9C’est sous l’angle de la mise en mots de l’expérience et du rapport entre fiction et témoignage que nous aborderons ici les textes du premier pôle de notre corpus : si certains d’entre eux se présentent comme de véritables fictions de témoignage, mettant en scène un narrateur qui entend transmettre ce qu’il a vu ou entendu (c’est le cas de La Peste de Camus et de Chronique des pauvres amants de Pratolini), d’autres en revanche adoptent la forme du récit à la troisième personne pour rendre compte d’une expérience historique qui se veut au plus près de la réalité, y compris en ce qui concerne la réception, forcément subjective et déformante, de l’événement historique (Le Sursis de Sartre et Le Sentier des nids d’araignée de Calvino). Enfin, Les Hommes et les autres de vittorini, qui croise, par le biais du montage, deux types de récits, a la particularité d’offrir, outre un roman de partisans dans les chapitres en caractères romains, un témoignage des difficultés de l’écriture de l’histoire dans les chapitres en italique : un témoignage de et sur l’écrivain-témoin.

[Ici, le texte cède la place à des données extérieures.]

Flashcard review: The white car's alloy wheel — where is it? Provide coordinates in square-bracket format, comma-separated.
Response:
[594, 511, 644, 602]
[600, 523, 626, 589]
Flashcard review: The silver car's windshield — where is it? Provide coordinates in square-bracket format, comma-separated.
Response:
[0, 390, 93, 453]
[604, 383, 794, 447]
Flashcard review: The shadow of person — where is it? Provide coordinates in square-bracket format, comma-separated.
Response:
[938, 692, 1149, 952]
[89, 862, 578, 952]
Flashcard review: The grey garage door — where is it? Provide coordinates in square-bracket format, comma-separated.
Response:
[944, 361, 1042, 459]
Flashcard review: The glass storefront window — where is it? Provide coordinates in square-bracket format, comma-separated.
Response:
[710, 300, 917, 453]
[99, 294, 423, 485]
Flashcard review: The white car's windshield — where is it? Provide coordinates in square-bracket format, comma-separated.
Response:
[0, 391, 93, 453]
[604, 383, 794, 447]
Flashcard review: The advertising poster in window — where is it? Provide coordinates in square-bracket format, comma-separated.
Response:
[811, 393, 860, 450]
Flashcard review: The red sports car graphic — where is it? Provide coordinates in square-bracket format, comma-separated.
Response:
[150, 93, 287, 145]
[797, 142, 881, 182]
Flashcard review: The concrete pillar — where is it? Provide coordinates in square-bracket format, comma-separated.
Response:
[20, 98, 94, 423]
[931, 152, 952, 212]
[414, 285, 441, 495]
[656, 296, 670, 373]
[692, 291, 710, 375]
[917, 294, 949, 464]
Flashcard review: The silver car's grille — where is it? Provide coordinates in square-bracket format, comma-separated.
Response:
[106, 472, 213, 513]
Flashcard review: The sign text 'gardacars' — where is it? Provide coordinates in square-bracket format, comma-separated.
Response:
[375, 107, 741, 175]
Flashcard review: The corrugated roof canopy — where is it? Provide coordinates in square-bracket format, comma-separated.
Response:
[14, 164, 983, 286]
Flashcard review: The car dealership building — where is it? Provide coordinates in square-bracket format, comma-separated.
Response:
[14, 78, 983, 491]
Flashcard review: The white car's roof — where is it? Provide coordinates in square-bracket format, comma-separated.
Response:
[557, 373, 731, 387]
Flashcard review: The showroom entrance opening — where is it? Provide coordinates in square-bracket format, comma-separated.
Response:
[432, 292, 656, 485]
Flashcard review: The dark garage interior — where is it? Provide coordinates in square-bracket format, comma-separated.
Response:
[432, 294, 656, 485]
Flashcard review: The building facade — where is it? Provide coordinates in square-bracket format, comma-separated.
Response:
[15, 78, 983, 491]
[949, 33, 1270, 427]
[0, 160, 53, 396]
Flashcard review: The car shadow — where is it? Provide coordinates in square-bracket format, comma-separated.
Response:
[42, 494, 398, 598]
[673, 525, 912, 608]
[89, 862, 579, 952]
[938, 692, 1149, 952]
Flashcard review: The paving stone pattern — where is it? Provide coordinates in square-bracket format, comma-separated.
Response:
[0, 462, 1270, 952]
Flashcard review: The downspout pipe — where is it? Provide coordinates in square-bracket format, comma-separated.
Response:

Fictions de témoignage : La Peste et Chronique des pauvres amants
10Les romans de Camus et Pratolini ont pour caractéristique commune de se présenter comme des chroniques : or le terme, qui apparaît dès le titre du récit italien23 et dans la première phrase du texte camusien24, comporte une valeur programmatique. La chronique se définit en effet, comme le rappelle Francesco Paolo Memmo dans son introduction aux romans de Pratolini, comme « une forme de narration historique […] qui suit l’ordre chronologique, décrivant avec une précision minutieuse des événements qui en général concernent seulement une ville ou une région, et dont le chroniqueur a été un témoin oculaire25 ». Présenter un récit de fiction comme une chronique signifie donc susciter chez le lecteur un certain nombre d’attentes : d’une part, l’indexation partielle du récit fictionnel au récit historique (par le biais de la soumission du récit à l’ordre chronologique et des faits rapportés à la réalité historique), d’autre part, l’attention à ce qui fait la spécificité de la chronique au sein du discours historiographique (le quotidien, la « petite » histoire, la substitution d’un modèle explicatif par un modèle représentatif et interprétatif26) et enfin la garantie d’authenticité qu’incarne un narrateur témoin des événements rapportés. C’est aussi renvoyer aux chroniques littéraires qui, s’appuyant sur l’acception plus générale que prend le terme à partir du xviie siècle – « un ensemble de nouvelles, vraies ou fausses, se propageant oralement » (Dictionnaire étymologique et historique de la langue française) – détachent le genre du discours historiographique et traitent, prenant souvent de grandes libertés avec la réalité, de faits qui sortent de l’ordinaire.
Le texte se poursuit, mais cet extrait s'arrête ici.